PLoS One. 2025 Dec 1;20(12):e0337841. doi: 10.1371/journal.pone.0337841. eCollection 2025.
ABSTRACT
BACKGROUND: Faster time to reperfusion can be achieved by minimizing various patient and system-level delays that contribute to total ischemic time. Procedural delays within the catheterization laboratory represent a non-negligible and modifiable component in the chain of reperfusion, but remain unquantified by conventional metrics such as door-to-ballon (D2B) time. Universal catheter approaches have rapidly gained traction as an alternative to the traditional two catheter approach for transradial coronary interventions. However, their utility for both diagnostic angiography and subsequent angioplasty is limited, and the impact of this strategy on reperfusion outcomes has remained unexplored. We utilized a procedural metric termed fluoroscopy-to-device (FluTD) time to quantify the efficiency of a single catheter strategy, and assessed its impact on epicardial and myocardial perfusion.

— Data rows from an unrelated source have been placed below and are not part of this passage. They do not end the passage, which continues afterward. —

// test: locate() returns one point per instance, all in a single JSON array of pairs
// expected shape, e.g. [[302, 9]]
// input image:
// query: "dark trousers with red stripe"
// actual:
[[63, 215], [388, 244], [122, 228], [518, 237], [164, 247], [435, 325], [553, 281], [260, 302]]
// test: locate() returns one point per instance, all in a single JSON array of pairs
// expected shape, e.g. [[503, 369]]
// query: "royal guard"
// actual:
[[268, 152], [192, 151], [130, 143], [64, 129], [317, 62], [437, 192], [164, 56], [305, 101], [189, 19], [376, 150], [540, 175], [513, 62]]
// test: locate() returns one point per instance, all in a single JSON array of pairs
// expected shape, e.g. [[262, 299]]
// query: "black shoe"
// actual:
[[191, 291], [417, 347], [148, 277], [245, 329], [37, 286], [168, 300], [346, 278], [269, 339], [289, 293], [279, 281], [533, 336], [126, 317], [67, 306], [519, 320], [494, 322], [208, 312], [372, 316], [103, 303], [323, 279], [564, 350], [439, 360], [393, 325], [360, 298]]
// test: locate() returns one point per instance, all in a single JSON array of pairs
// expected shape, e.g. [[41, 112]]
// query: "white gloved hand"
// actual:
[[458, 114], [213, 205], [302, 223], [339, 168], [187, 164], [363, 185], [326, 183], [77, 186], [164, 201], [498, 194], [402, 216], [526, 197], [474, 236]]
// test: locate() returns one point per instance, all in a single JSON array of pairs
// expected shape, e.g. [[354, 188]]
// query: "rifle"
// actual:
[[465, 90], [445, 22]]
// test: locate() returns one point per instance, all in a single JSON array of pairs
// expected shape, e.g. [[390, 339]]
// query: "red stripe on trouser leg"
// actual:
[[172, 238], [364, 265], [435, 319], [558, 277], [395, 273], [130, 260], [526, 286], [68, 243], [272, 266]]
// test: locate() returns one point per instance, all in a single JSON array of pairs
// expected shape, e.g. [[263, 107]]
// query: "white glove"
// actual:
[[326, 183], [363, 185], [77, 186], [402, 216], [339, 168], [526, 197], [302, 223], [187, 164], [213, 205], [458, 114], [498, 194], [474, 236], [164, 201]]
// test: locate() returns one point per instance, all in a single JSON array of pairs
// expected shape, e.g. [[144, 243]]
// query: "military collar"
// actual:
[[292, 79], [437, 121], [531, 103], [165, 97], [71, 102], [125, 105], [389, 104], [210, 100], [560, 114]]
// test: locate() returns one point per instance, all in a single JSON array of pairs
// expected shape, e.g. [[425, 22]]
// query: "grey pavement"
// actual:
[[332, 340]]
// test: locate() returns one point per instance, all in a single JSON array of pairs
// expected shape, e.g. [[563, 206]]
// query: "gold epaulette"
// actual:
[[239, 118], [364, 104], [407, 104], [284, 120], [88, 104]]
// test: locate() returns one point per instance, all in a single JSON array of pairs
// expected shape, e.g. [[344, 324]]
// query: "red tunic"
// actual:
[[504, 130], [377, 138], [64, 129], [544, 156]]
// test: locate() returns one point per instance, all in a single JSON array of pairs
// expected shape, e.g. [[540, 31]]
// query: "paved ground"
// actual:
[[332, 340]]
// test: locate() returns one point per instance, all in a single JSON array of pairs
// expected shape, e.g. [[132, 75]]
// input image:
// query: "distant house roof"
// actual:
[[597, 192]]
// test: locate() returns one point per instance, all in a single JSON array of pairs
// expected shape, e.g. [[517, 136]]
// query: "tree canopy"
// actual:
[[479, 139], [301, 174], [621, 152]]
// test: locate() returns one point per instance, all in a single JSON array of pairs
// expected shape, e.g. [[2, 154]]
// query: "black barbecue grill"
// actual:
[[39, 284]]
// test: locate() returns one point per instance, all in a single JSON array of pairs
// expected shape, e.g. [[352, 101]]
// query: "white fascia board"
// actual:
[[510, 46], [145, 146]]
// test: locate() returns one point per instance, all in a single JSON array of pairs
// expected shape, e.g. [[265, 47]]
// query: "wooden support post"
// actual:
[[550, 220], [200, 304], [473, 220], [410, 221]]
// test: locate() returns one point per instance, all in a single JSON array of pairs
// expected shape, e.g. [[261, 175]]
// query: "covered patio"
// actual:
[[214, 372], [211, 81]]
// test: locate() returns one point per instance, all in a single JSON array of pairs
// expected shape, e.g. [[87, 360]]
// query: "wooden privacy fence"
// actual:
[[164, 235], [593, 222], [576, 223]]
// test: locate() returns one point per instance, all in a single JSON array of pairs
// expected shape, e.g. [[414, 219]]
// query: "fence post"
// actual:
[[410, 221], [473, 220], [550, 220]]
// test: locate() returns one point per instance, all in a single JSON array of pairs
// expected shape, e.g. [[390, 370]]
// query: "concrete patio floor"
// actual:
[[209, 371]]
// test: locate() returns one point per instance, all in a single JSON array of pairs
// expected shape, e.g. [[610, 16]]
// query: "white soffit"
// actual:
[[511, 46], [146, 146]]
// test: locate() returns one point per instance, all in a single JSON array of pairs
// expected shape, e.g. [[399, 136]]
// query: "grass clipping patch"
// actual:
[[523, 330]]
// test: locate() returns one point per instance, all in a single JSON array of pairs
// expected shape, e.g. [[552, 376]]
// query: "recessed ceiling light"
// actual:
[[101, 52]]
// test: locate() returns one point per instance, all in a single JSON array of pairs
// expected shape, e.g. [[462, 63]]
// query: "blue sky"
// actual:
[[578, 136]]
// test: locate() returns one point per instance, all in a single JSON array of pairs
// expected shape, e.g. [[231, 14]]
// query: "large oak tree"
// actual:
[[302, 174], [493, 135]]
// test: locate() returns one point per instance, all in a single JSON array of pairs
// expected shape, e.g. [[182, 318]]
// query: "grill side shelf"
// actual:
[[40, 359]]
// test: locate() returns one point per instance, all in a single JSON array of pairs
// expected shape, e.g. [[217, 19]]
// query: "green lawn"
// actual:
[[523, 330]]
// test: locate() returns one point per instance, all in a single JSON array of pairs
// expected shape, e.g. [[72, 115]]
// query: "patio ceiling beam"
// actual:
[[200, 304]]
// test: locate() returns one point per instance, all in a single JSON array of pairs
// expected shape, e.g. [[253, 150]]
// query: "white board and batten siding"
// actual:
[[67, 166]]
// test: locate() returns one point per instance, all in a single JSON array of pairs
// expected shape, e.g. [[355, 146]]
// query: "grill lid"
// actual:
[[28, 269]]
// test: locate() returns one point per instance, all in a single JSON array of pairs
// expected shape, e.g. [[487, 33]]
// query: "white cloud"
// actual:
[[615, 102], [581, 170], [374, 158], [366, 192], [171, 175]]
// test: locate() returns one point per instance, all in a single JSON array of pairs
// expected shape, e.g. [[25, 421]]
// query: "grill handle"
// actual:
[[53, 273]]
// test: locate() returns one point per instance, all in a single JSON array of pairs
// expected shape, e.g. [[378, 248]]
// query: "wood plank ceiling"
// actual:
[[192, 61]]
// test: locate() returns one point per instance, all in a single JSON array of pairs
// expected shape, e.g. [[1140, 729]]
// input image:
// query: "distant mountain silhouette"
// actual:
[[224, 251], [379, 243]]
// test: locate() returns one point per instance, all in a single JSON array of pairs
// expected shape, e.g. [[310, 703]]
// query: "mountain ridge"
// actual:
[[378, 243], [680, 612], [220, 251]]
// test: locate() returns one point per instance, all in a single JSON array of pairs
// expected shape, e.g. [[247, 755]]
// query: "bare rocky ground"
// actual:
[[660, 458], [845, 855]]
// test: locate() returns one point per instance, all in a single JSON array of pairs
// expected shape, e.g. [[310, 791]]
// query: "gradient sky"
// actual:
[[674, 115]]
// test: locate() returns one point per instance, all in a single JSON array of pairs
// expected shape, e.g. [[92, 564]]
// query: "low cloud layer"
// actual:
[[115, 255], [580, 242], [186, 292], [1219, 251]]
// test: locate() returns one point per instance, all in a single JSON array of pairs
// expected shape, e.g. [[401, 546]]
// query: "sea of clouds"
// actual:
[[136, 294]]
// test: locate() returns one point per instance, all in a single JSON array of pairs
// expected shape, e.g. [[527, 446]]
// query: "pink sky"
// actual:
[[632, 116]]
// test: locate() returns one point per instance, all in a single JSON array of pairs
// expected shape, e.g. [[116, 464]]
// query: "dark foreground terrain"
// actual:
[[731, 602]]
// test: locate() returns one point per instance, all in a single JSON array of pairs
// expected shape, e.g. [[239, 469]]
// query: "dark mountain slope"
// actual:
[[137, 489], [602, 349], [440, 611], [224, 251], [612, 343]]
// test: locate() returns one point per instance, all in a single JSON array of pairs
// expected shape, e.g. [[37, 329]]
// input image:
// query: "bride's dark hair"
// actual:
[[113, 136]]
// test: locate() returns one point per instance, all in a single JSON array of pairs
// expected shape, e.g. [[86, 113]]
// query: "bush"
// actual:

METHODS AND RESULTS: In this retrospective study, consecutive STEMI patients undergoing transradial primary PCI (pPCI) at a tertiary care center in India between May 2022 to October 2024 were analyzed. Patients were divided into two groups: 51 underwent PCI using a single universal guiding catheter (UGC), and 51 underwent the conventional two-catheter (CTC) approach. The primary outcome of the study was a comparison of the FluTD time between the two procedural strategies. Secondary outcomes included myocardial blush grade (MBG), Thrombolysis in Myocardial Infarction (TIMI) flow grade, total fluoroscopy time, radiation dose, device safety and efficacy, and procedural success. The median FluTD time was significantly shorter in the UGC compared to the CTC group (3 minutes [IQR 3-4] vs. 10 minutes [IQR 8-17], p < 0.001), with a higher proportion of patients in the former achieving myocardial blush grade (MBG) of 3 (86.3% vs. 54.9%, p = 0.004), indicating superior microvascular reperfusion. Despite a higher incidence of bifurcation lesions (33.3% vs 11.8, p = 0.04) and left main (LM) interventions (7.8% vs 0%, p = 0.04) among patients in the UGC cohort, the single catheter strategy maintained superior procedural efficiency without increased complication rates.
CONCLUSION: A single catheter strategy for both angiography and pPCI in STEMI patients was associated with a significant reduction in FluTD time and improved microvascular perfusion, without compromising device safety or efficacy. In low- and middle-income countries (LMICs), where intra- and extra-procedural delays are often more pronounced, inclusion of the single catheter strategy can optimize catheterization workflows and yield substantial cost-savings.